Typhoid fever is a systemic disease caused by S. Typhi. Symptoms include high fever, prostration, abdominal pain and a pink rash. Diagnosis is based on the clinic of the disease and is confirmed by culture research. Treatment is given by ceftriaxone and ciprofloxacin.

ICD-10 code

A01.0. Typhoid fever.

Epidemiology of typhoid fever

Typhoid fever is classified as a group of intestinal infections and typical anthroponosis. The source of infection is only a person - a patient or a bacterio-exciter, from which the pathogens are excreted into the external environment, mainly with feces, less often - with urine. With feces, the pathogen is excreted from the first days of the disease, but a massive discharge begins after the seventh day, reaches a maximum at the height of the disease, and decreases during the period of convalescence. Bacteriovirus in most cases lasts no more than 3 months (acute bacterial excretion), but 3-5% form chronic intestinal or, more rarely, urinary bacterial excretion. The most dangerous epidemiologically, urinary carriers due to the massive bacterial release.

For typhoid fever is characterized by fecal-oral mechanism of transmission of the pathogen, which can be carried out by water, food and contact-household ways. The transmission of the pathogen through water, which prevailed in the past, plays an important role even now. Water epidemics grow violently, but quickly end when they stop using an infected source of water. If epidemics are associated with drinking water from a contaminated well, the diseases are usually focal.

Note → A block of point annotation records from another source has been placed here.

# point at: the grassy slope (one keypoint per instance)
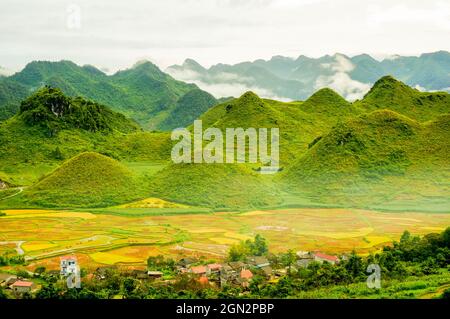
(143, 92)
(87, 180)
(388, 93)
(239, 186)
(379, 158)
(36, 141)
(328, 155)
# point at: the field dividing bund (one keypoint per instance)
(115, 237)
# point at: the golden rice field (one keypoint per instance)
(99, 238)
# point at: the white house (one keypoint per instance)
(68, 265)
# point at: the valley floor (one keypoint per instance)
(128, 236)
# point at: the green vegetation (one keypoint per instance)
(414, 267)
(11, 259)
(297, 78)
(214, 185)
(52, 110)
(375, 153)
(88, 180)
(36, 141)
(382, 154)
(143, 92)
(257, 247)
(388, 93)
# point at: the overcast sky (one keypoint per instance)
(115, 34)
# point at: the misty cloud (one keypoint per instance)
(341, 81)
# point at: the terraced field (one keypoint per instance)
(106, 238)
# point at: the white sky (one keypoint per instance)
(115, 34)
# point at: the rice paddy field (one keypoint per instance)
(127, 236)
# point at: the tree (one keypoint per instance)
(354, 265)
(288, 260)
(259, 246)
(3, 294)
(39, 270)
(129, 285)
(57, 154)
(48, 291)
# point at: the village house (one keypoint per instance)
(140, 274)
(237, 265)
(154, 274)
(103, 272)
(68, 265)
(21, 287)
(321, 257)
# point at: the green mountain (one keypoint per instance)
(144, 92)
(189, 107)
(51, 127)
(11, 93)
(389, 93)
(241, 185)
(221, 186)
(87, 180)
(379, 158)
(52, 110)
(296, 79)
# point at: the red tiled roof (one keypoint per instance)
(22, 284)
(246, 274)
(68, 257)
(326, 257)
(198, 269)
(214, 266)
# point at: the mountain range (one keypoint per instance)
(145, 93)
(285, 78)
(390, 149)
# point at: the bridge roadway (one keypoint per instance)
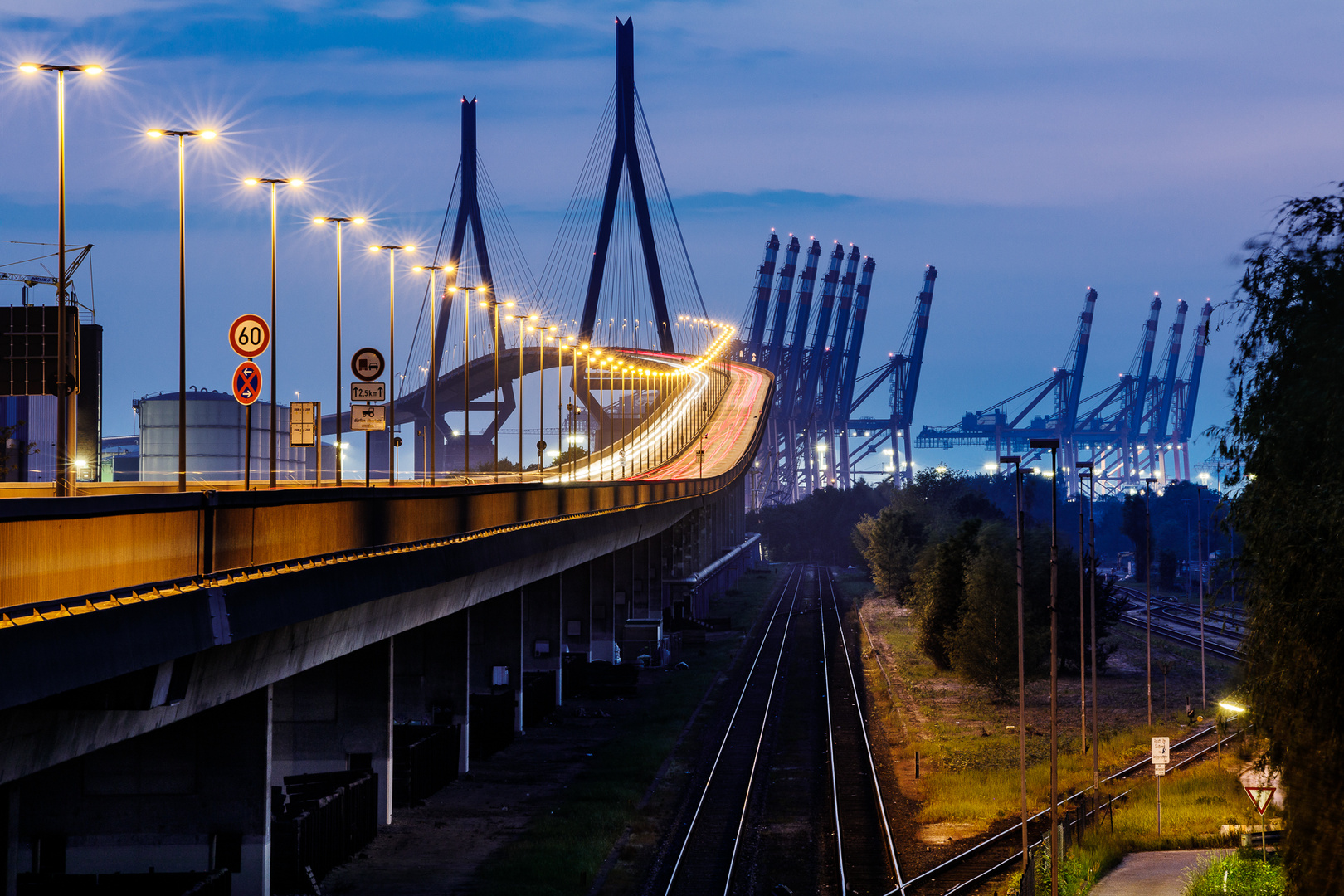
(125, 613)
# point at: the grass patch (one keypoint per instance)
(1238, 874)
(562, 852)
(977, 777)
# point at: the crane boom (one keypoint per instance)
(1146, 364)
(817, 356)
(860, 316)
(774, 348)
(835, 362)
(806, 284)
(1164, 398)
(765, 275)
(1194, 367)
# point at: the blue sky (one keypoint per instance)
(1029, 151)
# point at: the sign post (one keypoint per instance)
(368, 366)
(1261, 796)
(305, 430)
(1161, 755)
(249, 336)
(247, 390)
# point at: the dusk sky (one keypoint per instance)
(1029, 151)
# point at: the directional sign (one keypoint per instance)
(249, 334)
(303, 423)
(368, 416)
(368, 364)
(247, 383)
(1261, 796)
(368, 391)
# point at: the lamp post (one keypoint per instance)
(1022, 657)
(65, 388)
(1054, 661)
(340, 375)
(275, 347)
(182, 292)
(433, 363)
(392, 355)
(1148, 583)
(1092, 562)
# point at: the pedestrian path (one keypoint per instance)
(1153, 874)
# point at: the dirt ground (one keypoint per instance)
(436, 848)
(917, 707)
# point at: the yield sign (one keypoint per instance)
(247, 383)
(1261, 796)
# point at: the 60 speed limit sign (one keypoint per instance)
(249, 334)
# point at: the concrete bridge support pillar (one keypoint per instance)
(542, 646)
(496, 672)
(339, 716)
(577, 611)
(431, 677)
(608, 617)
(192, 796)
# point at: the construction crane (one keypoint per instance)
(1187, 391)
(1001, 434)
(902, 373)
(32, 280)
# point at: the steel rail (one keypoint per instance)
(863, 730)
(1124, 772)
(728, 733)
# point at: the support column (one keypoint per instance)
(496, 672)
(542, 648)
(339, 716)
(188, 796)
(608, 617)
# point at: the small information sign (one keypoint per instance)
(1261, 796)
(368, 416)
(303, 423)
(368, 391)
(368, 364)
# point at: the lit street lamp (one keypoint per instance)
(1022, 659)
(182, 292)
(275, 347)
(392, 355)
(433, 362)
(340, 368)
(65, 390)
(1054, 661)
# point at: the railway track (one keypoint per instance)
(1186, 637)
(1001, 852)
(866, 856)
(706, 860)
(750, 811)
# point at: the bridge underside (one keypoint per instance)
(173, 661)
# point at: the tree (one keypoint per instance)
(1135, 525)
(890, 544)
(1283, 445)
(938, 592)
(984, 646)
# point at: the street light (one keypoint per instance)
(1054, 663)
(433, 362)
(1086, 469)
(275, 348)
(182, 292)
(65, 388)
(340, 367)
(1022, 659)
(392, 353)
(1148, 583)
(494, 304)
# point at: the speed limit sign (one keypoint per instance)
(249, 334)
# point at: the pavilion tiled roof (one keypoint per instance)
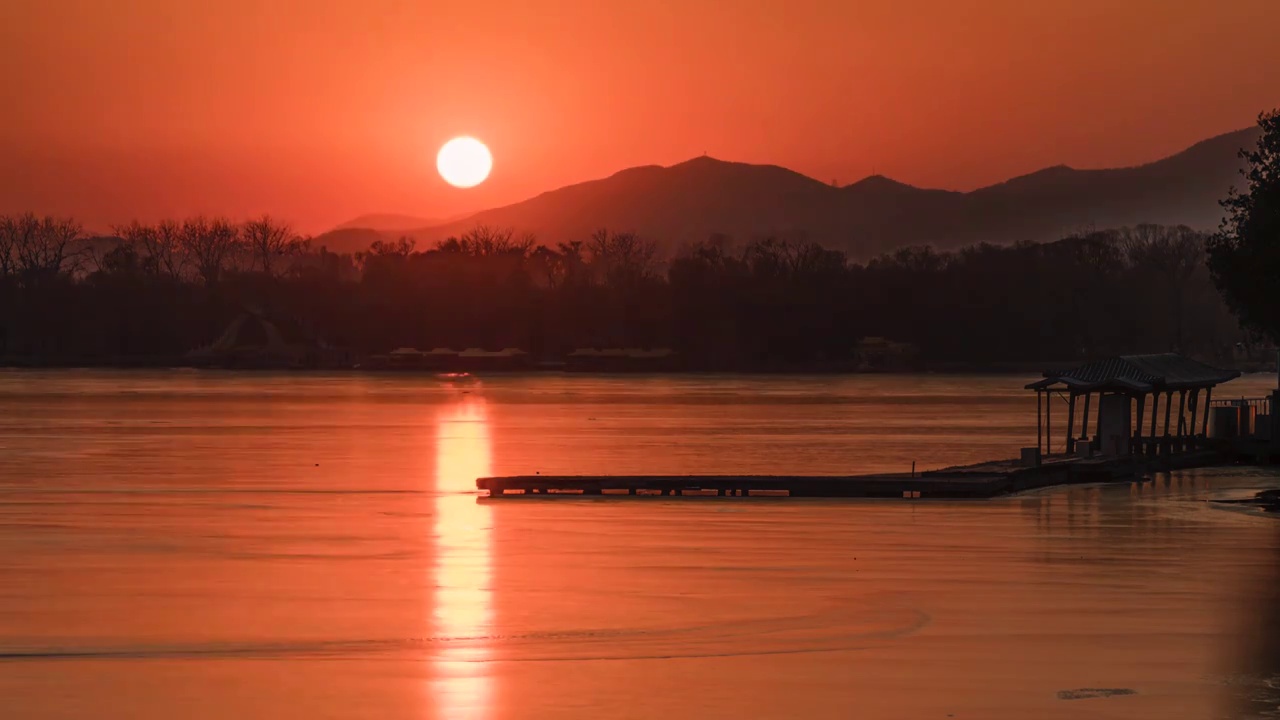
(1138, 373)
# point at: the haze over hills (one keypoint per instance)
(695, 199)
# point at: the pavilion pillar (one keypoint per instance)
(1208, 405)
(1182, 419)
(1142, 406)
(1048, 424)
(1191, 425)
(1084, 418)
(1070, 424)
(1155, 413)
(1040, 423)
(1169, 408)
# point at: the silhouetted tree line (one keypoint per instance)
(155, 291)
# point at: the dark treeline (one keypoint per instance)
(158, 291)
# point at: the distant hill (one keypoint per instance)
(388, 222)
(347, 240)
(703, 196)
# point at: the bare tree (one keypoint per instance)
(210, 245)
(622, 258)
(9, 238)
(270, 242)
(33, 246)
(160, 245)
(1173, 254)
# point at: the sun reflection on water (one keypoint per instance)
(462, 610)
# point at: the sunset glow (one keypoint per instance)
(464, 162)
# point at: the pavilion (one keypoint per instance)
(1123, 386)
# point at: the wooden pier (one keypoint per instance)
(1118, 449)
(972, 482)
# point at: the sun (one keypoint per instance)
(464, 162)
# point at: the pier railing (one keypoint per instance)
(1261, 405)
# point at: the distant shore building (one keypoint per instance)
(257, 341)
(620, 360)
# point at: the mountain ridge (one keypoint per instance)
(703, 196)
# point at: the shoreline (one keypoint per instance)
(561, 369)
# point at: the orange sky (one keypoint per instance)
(320, 110)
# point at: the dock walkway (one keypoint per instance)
(969, 482)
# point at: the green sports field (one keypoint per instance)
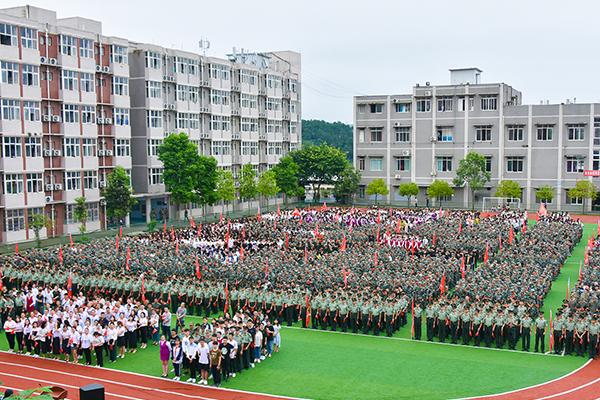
(325, 365)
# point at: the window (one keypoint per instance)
(489, 103)
(11, 110)
(576, 131)
(376, 108)
(444, 163)
(12, 147)
(86, 48)
(118, 54)
(86, 82)
(153, 90)
(70, 113)
(33, 147)
(153, 60)
(88, 114)
(69, 80)
(445, 104)
(154, 119)
(29, 38)
(8, 35)
(152, 147)
(13, 183)
(483, 133)
(31, 110)
(575, 163)
(402, 134)
(403, 163)
(31, 75)
(423, 105)
(376, 135)
(73, 180)
(88, 146)
(402, 107)
(514, 164)
(376, 164)
(90, 180)
(488, 163)
(121, 116)
(155, 176)
(10, 72)
(15, 219)
(361, 163)
(445, 134)
(34, 183)
(544, 132)
(120, 86)
(515, 133)
(71, 147)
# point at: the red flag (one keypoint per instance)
(226, 310)
(486, 255)
(412, 313)
(69, 286)
(443, 284)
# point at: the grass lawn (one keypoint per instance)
(323, 365)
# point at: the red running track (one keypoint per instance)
(581, 384)
(24, 372)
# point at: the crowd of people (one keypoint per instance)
(359, 270)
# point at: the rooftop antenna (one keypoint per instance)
(204, 45)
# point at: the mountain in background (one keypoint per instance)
(337, 134)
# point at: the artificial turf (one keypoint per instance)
(324, 365)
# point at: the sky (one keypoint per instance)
(547, 49)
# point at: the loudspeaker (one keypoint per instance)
(92, 391)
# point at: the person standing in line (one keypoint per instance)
(215, 363)
(177, 358)
(165, 354)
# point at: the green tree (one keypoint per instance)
(508, 188)
(408, 189)
(346, 184)
(319, 165)
(378, 188)
(247, 182)
(38, 221)
(439, 189)
(583, 190)
(225, 186)
(267, 185)
(286, 175)
(545, 194)
(80, 213)
(472, 172)
(180, 160)
(118, 194)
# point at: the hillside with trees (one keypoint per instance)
(335, 134)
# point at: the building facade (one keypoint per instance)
(75, 103)
(422, 136)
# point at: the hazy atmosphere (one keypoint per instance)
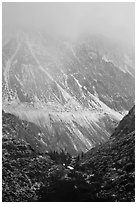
(111, 19)
(68, 102)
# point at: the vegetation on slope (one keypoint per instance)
(105, 173)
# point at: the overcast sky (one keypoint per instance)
(113, 19)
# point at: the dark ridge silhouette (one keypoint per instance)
(104, 174)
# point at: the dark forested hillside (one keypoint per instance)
(105, 173)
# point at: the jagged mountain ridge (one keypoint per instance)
(35, 63)
(56, 83)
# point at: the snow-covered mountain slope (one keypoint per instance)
(68, 89)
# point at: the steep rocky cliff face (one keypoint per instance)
(104, 174)
(75, 94)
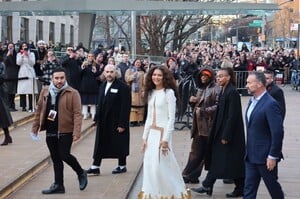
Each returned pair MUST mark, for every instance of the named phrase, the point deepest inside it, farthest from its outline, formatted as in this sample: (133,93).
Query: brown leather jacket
(69,109)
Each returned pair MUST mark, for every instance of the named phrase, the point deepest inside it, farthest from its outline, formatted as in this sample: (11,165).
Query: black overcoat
(5,116)
(226,161)
(113,111)
(12,70)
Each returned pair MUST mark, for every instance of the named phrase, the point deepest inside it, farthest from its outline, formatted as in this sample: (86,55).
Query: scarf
(54,91)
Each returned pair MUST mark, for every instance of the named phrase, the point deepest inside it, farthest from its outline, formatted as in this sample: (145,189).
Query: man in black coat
(226,143)
(112,118)
(275,91)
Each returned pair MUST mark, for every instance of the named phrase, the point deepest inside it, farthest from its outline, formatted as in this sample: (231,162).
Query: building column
(86,26)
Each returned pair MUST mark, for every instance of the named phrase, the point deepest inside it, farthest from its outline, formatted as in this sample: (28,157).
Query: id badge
(52,115)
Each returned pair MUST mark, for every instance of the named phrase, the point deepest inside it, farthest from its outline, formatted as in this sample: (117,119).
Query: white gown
(162,175)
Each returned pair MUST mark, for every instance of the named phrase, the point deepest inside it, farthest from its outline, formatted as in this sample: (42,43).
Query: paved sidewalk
(23,153)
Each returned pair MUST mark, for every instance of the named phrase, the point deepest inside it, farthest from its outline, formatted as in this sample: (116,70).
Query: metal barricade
(295,79)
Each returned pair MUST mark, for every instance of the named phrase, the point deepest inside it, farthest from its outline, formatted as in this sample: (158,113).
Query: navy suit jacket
(264,131)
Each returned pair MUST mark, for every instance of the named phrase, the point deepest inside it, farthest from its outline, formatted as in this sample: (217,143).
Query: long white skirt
(162,176)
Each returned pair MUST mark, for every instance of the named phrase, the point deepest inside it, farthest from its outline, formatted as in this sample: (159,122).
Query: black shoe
(235,194)
(7,140)
(190,180)
(91,171)
(228,181)
(207,190)
(54,188)
(83,180)
(119,170)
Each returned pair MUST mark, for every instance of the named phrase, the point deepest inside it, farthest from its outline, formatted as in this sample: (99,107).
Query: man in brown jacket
(204,105)
(59,113)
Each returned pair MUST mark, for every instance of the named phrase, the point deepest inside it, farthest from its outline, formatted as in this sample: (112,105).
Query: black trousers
(11,100)
(195,162)
(60,150)
(209,181)
(121,161)
(23,101)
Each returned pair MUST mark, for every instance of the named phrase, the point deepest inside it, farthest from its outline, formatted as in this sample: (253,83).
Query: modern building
(53,29)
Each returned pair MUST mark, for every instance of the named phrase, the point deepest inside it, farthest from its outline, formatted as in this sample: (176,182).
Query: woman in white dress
(162,175)
(26,60)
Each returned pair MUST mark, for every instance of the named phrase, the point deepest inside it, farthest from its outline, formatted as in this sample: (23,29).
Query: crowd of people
(118,93)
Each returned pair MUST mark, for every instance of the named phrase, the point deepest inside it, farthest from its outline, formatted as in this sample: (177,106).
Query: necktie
(251,107)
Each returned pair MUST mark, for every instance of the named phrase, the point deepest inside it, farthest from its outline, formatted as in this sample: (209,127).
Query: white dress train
(162,175)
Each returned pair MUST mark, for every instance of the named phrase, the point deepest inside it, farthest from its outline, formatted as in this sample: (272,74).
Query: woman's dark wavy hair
(168,81)
(231,73)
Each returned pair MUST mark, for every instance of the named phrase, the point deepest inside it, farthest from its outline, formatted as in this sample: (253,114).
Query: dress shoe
(7,140)
(228,181)
(12,110)
(235,194)
(190,180)
(119,170)
(91,171)
(207,190)
(83,180)
(54,188)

Sporadic diseases are now often caused by the use of water from open reservoirs and industrial water used in various industrial enterprises. Possible outbreaks associated with the use of foods in which typhoid bacteria can persist and multiply (milk) for a long time. Infection can also occur in a contact-household way, in which environmental factors become transmission factors. The susceptibility is considerable.

The index of contagiosity is 0.4. People who are between the ages of 15 and 40 are most likely to fall ill.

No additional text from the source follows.